If the chunk needs to do any kind of contextual processing, it'll need data covering a larger area than just its own bounds - the bounds need appropriate padding.
The padding needs to be specified in two ways in the code:
In the layer dependency, the padding is always specified in world space units, for example:
In the data request, the requested bounds (which should include padding) can be specified in world space units or in some other type of units if that's more convenient. This depends on how you design the request API.
How much padding is needed depends on what processing the chunk needs to do. This is where the concept of the effect distance comes into play.
When doing contextual generation, we don't want discontinuities at the chunk edges.
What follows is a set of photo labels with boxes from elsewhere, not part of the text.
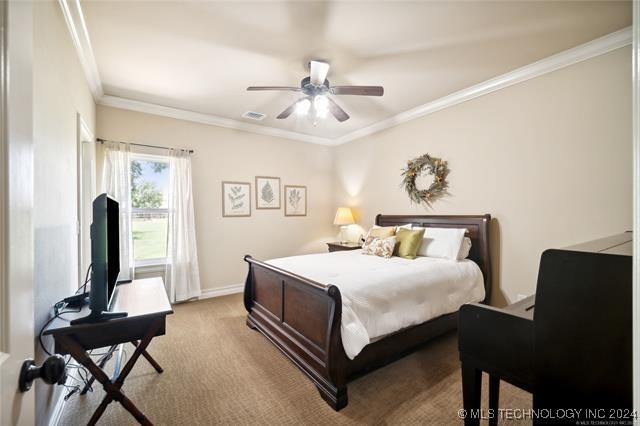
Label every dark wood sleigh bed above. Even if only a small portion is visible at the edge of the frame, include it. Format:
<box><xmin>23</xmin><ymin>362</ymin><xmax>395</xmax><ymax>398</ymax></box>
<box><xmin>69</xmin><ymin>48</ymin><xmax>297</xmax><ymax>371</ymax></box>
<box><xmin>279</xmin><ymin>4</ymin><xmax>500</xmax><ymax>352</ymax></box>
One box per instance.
<box><xmin>244</xmin><ymin>214</ymin><xmax>491</xmax><ymax>410</ymax></box>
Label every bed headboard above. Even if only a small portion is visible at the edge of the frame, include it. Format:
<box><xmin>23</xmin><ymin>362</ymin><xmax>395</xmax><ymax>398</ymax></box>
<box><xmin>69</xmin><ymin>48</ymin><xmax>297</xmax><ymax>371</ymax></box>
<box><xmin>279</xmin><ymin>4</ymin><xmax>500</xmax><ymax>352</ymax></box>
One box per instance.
<box><xmin>376</xmin><ymin>214</ymin><xmax>491</xmax><ymax>302</ymax></box>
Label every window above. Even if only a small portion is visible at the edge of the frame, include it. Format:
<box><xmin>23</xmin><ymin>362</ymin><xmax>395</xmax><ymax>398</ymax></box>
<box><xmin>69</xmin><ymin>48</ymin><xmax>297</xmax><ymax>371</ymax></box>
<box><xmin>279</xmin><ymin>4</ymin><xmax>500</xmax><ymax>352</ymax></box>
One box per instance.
<box><xmin>131</xmin><ymin>155</ymin><xmax>169</xmax><ymax>267</ymax></box>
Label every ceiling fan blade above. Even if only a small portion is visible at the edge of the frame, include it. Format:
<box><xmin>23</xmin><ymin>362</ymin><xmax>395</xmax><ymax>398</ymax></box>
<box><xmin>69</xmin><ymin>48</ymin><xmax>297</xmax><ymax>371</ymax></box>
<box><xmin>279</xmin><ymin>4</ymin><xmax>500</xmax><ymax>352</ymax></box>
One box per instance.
<box><xmin>247</xmin><ymin>86</ymin><xmax>302</xmax><ymax>92</ymax></box>
<box><xmin>327</xmin><ymin>96</ymin><xmax>349</xmax><ymax>123</ymax></box>
<box><xmin>276</xmin><ymin>96</ymin><xmax>311</xmax><ymax>120</ymax></box>
<box><xmin>331</xmin><ymin>86</ymin><xmax>384</xmax><ymax>96</ymax></box>
<box><xmin>276</xmin><ymin>101</ymin><xmax>300</xmax><ymax>120</ymax></box>
<box><xmin>310</xmin><ymin>61</ymin><xmax>329</xmax><ymax>86</ymax></box>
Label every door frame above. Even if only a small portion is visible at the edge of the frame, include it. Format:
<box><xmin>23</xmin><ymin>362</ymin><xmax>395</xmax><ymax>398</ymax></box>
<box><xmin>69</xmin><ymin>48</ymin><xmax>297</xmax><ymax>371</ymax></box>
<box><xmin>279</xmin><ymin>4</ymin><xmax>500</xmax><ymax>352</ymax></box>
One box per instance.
<box><xmin>0</xmin><ymin>1</ymin><xmax>36</xmax><ymax>424</ymax></box>
<box><xmin>631</xmin><ymin>0</ymin><xmax>640</xmax><ymax>416</ymax></box>
<box><xmin>76</xmin><ymin>113</ymin><xmax>97</xmax><ymax>286</ymax></box>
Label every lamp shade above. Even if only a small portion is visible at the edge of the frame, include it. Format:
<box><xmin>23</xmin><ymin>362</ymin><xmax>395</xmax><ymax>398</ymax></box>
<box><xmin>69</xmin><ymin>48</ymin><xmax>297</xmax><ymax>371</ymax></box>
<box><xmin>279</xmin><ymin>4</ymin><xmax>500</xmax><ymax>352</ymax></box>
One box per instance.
<box><xmin>333</xmin><ymin>207</ymin><xmax>355</xmax><ymax>225</ymax></box>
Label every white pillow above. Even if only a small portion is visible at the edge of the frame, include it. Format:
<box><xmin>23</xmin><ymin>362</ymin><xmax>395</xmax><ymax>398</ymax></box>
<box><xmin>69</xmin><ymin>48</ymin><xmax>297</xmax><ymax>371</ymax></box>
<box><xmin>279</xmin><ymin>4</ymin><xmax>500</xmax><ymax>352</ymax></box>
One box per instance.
<box><xmin>458</xmin><ymin>237</ymin><xmax>471</xmax><ymax>260</ymax></box>
<box><xmin>413</xmin><ymin>228</ymin><xmax>467</xmax><ymax>260</ymax></box>
<box><xmin>373</xmin><ymin>223</ymin><xmax>413</xmax><ymax>232</ymax></box>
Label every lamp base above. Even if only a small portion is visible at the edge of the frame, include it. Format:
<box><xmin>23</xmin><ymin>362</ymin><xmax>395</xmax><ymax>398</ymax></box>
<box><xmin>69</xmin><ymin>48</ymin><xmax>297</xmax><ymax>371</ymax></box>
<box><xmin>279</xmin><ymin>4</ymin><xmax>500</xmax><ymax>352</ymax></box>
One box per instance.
<box><xmin>340</xmin><ymin>225</ymin><xmax>348</xmax><ymax>244</ymax></box>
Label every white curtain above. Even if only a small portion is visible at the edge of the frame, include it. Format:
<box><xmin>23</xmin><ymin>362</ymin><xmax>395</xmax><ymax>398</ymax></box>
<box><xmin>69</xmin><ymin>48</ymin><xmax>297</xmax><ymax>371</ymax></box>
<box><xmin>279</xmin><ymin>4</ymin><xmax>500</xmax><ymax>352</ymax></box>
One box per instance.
<box><xmin>102</xmin><ymin>142</ymin><xmax>134</xmax><ymax>280</ymax></box>
<box><xmin>165</xmin><ymin>150</ymin><xmax>200</xmax><ymax>302</ymax></box>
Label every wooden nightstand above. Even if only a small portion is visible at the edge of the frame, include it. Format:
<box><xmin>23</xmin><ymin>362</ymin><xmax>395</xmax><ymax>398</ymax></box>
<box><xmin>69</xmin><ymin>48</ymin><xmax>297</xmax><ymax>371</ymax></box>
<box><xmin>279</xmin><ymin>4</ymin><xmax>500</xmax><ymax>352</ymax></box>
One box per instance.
<box><xmin>327</xmin><ymin>242</ymin><xmax>362</xmax><ymax>252</ymax></box>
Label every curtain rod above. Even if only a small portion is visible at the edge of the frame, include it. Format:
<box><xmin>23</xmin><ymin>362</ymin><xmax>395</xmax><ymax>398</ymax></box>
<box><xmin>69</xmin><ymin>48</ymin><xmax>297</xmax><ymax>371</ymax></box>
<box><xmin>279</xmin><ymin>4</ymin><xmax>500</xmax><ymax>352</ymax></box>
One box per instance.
<box><xmin>96</xmin><ymin>138</ymin><xmax>194</xmax><ymax>154</ymax></box>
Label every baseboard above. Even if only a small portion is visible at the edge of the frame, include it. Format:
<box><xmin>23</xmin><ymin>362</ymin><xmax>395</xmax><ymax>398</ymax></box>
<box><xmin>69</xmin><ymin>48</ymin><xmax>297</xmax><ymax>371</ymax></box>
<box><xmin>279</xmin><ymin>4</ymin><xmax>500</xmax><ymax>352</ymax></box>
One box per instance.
<box><xmin>200</xmin><ymin>284</ymin><xmax>244</xmax><ymax>299</ymax></box>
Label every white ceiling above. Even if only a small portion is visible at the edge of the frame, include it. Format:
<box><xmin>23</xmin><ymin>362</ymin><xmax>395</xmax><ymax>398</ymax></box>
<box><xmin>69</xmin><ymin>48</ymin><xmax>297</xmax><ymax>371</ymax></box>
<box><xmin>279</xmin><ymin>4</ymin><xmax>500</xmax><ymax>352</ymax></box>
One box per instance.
<box><xmin>82</xmin><ymin>0</ymin><xmax>631</xmax><ymax>139</ymax></box>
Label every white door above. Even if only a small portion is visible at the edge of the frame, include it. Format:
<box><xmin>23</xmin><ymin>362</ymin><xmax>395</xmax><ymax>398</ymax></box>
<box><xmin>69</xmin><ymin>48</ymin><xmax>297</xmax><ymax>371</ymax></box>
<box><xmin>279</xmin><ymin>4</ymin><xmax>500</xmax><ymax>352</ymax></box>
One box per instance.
<box><xmin>0</xmin><ymin>1</ymin><xmax>35</xmax><ymax>426</ymax></box>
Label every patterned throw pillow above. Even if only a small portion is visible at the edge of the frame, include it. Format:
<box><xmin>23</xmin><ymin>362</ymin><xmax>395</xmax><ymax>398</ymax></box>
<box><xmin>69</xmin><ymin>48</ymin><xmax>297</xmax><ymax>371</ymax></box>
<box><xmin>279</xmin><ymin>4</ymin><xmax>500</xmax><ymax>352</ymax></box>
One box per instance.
<box><xmin>362</xmin><ymin>235</ymin><xmax>396</xmax><ymax>258</ymax></box>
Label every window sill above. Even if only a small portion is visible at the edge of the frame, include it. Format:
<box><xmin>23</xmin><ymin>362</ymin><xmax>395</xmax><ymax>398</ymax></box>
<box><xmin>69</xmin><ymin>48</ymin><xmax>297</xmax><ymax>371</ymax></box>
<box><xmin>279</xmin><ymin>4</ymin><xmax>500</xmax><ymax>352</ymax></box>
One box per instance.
<box><xmin>135</xmin><ymin>261</ymin><xmax>167</xmax><ymax>274</ymax></box>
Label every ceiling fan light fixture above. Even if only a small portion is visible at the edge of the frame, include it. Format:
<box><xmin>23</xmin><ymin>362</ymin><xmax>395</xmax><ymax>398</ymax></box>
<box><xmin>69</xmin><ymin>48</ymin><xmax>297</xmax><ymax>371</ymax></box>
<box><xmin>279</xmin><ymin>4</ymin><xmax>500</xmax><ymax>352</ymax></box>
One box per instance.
<box><xmin>296</xmin><ymin>99</ymin><xmax>311</xmax><ymax>115</ymax></box>
<box><xmin>313</xmin><ymin>95</ymin><xmax>329</xmax><ymax>118</ymax></box>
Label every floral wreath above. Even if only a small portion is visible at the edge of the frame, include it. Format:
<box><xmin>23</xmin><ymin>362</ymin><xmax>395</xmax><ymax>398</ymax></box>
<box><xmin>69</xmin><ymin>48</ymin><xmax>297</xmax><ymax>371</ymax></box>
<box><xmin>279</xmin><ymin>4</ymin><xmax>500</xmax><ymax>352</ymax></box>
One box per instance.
<box><xmin>402</xmin><ymin>154</ymin><xmax>449</xmax><ymax>207</ymax></box>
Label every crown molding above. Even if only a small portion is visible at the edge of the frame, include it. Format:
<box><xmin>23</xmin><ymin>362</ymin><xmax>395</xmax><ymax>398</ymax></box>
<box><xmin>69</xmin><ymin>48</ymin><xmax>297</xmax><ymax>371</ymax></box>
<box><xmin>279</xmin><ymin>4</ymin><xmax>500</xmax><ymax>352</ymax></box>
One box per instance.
<box><xmin>334</xmin><ymin>27</ymin><xmax>632</xmax><ymax>145</ymax></box>
<box><xmin>58</xmin><ymin>0</ymin><xmax>632</xmax><ymax>145</ymax></box>
<box><xmin>98</xmin><ymin>95</ymin><xmax>335</xmax><ymax>145</ymax></box>
<box><xmin>58</xmin><ymin>0</ymin><xmax>104</xmax><ymax>102</ymax></box>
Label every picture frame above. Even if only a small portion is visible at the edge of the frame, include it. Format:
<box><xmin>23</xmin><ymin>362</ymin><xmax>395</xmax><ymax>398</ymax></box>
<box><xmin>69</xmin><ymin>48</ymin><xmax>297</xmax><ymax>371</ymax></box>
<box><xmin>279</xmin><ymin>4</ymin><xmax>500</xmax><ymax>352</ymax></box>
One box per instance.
<box><xmin>222</xmin><ymin>181</ymin><xmax>251</xmax><ymax>217</ymax></box>
<box><xmin>284</xmin><ymin>185</ymin><xmax>307</xmax><ymax>216</ymax></box>
<box><xmin>255</xmin><ymin>176</ymin><xmax>282</xmax><ymax>210</ymax></box>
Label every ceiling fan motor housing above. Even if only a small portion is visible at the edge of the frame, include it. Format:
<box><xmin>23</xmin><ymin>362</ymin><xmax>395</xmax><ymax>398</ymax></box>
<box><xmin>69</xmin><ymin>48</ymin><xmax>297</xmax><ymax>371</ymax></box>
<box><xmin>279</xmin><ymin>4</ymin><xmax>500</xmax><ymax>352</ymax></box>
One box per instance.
<box><xmin>300</xmin><ymin>77</ymin><xmax>330</xmax><ymax>96</ymax></box>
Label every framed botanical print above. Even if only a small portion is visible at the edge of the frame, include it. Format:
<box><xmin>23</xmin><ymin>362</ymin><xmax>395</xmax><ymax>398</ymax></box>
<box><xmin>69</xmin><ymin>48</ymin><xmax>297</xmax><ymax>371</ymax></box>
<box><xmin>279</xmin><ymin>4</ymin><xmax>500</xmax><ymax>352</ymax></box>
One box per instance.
<box><xmin>222</xmin><ymin>181</ymin><xmax>251</xmax><ymax>217</ymax></box>
<box><xmin>284</xmin><ymin>185</ymin><xmax>307</xmax><ymax>216</ymax></box>
<box><xmin>255</xmin><ymin>176</ymin><xmax>281</xmax><ymax>210</ymax></box>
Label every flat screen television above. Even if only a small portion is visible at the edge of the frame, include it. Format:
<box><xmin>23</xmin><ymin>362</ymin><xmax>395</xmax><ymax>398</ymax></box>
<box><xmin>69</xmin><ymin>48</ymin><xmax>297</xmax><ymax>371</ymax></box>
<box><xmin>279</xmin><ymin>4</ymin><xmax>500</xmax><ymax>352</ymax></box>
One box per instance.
<box><xmin>72</xmin><ymin>194</ymin><xmax>127</xmax><ymax>324</ymax></box>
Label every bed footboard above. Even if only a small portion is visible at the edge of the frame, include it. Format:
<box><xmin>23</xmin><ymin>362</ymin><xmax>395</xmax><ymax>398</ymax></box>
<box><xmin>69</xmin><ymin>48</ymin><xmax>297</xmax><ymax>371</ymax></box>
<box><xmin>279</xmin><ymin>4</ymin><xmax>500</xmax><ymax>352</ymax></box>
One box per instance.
<box><xmin>244</xmin><ymin>256</ymin><xmax>347</xmax><ymax>410</ymax></box>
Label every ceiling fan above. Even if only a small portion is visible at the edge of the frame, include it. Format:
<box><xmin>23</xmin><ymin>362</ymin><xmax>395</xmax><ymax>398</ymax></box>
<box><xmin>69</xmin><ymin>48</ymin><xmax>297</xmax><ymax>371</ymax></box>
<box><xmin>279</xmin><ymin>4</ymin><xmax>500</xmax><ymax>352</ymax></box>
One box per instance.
<box><xmin>247</xmin><ymin>60</ymin><xmax>384</xmax><ymax>122</ymax></box>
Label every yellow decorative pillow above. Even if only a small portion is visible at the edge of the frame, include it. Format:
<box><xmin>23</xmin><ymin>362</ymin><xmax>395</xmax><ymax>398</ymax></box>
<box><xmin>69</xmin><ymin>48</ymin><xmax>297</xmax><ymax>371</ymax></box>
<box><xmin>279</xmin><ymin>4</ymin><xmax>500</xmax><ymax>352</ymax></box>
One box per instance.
<box><xmin>393</xmin><ymin>228</ymin><xmax>424</xmax><ymax>259</ymax></box>
<box><xmin>367</xmin><ymin>226</ymin><xmax>396</xmax><ymax>238</ymax></box>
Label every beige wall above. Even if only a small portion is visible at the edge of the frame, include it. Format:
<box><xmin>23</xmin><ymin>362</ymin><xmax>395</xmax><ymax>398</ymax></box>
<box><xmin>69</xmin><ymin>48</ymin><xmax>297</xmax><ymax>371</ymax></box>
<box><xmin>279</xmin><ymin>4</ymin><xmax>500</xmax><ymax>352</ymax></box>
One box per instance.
<box><xmin>33</xmin><ymin>1</ymin><xmax>95</xmax><ymax>424</ymax></box>
<box><xmin>334</xmin><ymin>47</ymin><xmax>632</xmax><ymax>305</ymax></box>
<box><xmin>97</xmin><ymin>106</ymin><xmax>335</xmax><ymax>290</ymax></box>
We want the end result to be continuous and seamless as if we had processed the entire (infinite) plane of data at once, even though it’s actually done chunk by chunk.
To ensure such integrity of the end result, we need to think about the effect distance of a contextual process. The effect distance is a measure of how far away input data can affect the output data at a given position.
This is how the appropriate amount of padding for a chunk's data request is decided: It must be large enough to fully encompass the effect distance of every point within the chunk. This means the padding must be at least as large as the effect distance.
Some kinds of generation or processing that a chunk can do have the same type of input and output.
We can think of this as “modifying” data, even though the output is stored in a separate layer, and the input data remains untouched in the layer it came from.
Let's look at a few examples of how to determine the effect distance when "modifying" data.
Consider a RasterLayer which provides pixels based on a global deterministic pattern, and a FilterLayer that's responsible for calculating and storing a blurred version of the pattern.
If the output should be blurred by a 5 x 5 kernel, that's a blur radius of 2 pixels and hence an effect distance of 2 pixels too.
We can design the data request API to take bounds in pixels rather than in world space units. In this case, we can calculate the pixel bounds corresponding to the output chunk, and then expand those by 2 in all directions to get the input pixel bounds.
However, when we specify the layer dependency in the layer constructor, the padding needs to be specified in world space units. If each FilterLayer chunk is 30 x 30 world space units large and covers 10 x 10 pixels, then the effect distance of 2 pixels corresponds to 2 * ( 30 / 10 ) = 6 world space units.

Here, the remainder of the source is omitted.